Ron Coleman è un uditore di voci.
È opinione diffusa anche in Italia che somministrare psicofarmaci sia la sola cosa che si possa fare in moltissime situazioni, forse nella maggioranza dei casi. In un altro considerevole numero di casi, insieme alla somministrazione di farmaci vengono prodotte svariate attività. Si danno psicofarmaci e poi si fa anche altro. Psicoterapia, riabilitazione, inserimenti. Tutto questo rimane però subordinato all’intervento principe, il farmaco. Senza scommettere né sulla psicoterapia, né sulla riabilitazione, né su altro. Il farmaco diventa il braccio, lo strumento fisico del pensiero tutorio dei servizi. Non si punta più su quel tanto o poco potere di “guarigione” che la vita, insieme a tanti motivi disturbanti, porta con sé. Soluzioni abitative, lavorative, di mutuo aiuto, quando siano vere e non limitate dall’invadenza eccessiva dei presidi territoriali, contribuiscono alla trasformazione della persona e contemporaneamente del contesto. Ma su tutto questo bisogna scommettere. E per farlo bisogna aprire la riflessione sulla funzione dei farmaci al di là delle rassicuranti parole di esperti e case farmaceutiche.

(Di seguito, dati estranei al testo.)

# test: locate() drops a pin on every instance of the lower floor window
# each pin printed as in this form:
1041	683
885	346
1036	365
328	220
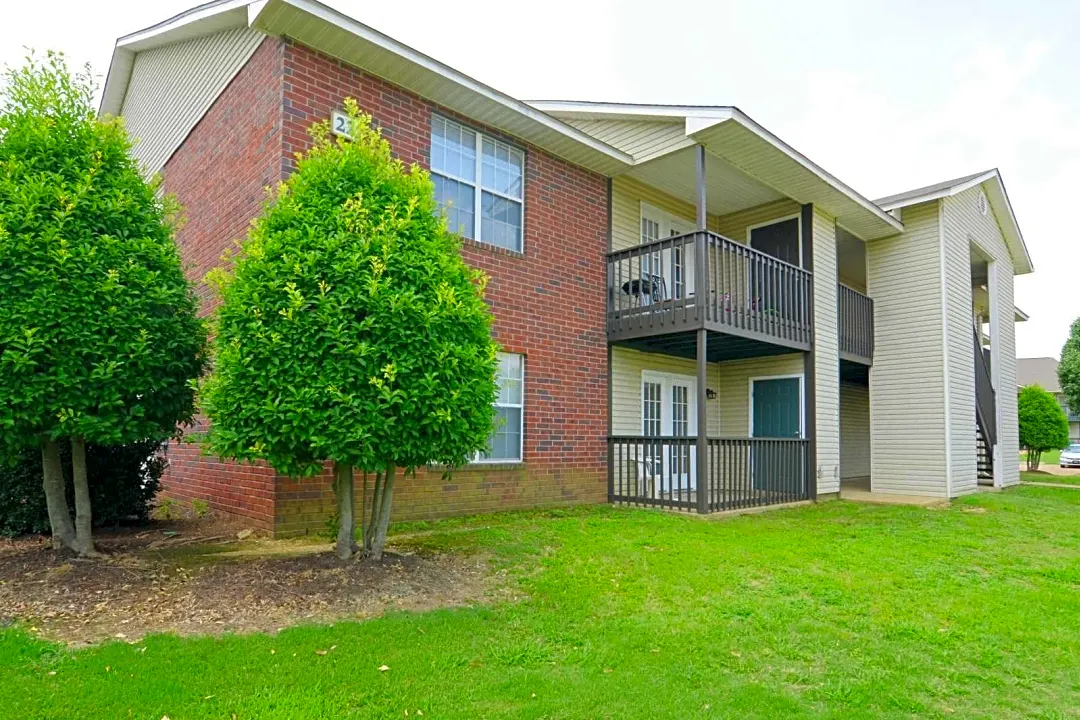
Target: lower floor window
504	445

In generale gli psicologi e gli stessi operatori della riabilitazione “non vedono” questa subordinazione e questa distorsione, per non dire delle cosiddette cooperative sociali che sembrano proprio pensare a tutt’altro. La riabilitazione, la psicoterapia ecc. diventano, se va bene, un lavoro di riduzione del danno psichiatrico.
Il successo riscosso dai gruppi di auto-aiuto all’estero è dovuto proprio alla modalità di approcciarsi al fenomeno. Il poterne parlare liberamente, il poter condividere le emozioni, l’uscire dall’isolamento, l’essere compresi, sono tutte qualità che portano alla rassicurazione, alla speranza e alla successiva capacità di parlare, affrontare il male e discuterne in famiglia e con amici. È stato dimostrato quanto sia importante l’appoggio dei familiari o amici, soprattutto per evitare “ricadute” Le misure riabilitative che sono risultate migliori, sono infatti basate sul principio di eguaglianza e sul coinvolgimento delle persone all’interno del processo di aiuto, per sviluppare una crescita nell’auto-consapevolezza e nell’autodeterminazione e per costituire una nuova identità personale. Il potere decisionale viene spostato dal sistema all’individuo ed il ruolo dell’operatore e quello dell’utente si cancellano per ridefinirsi a vicenda.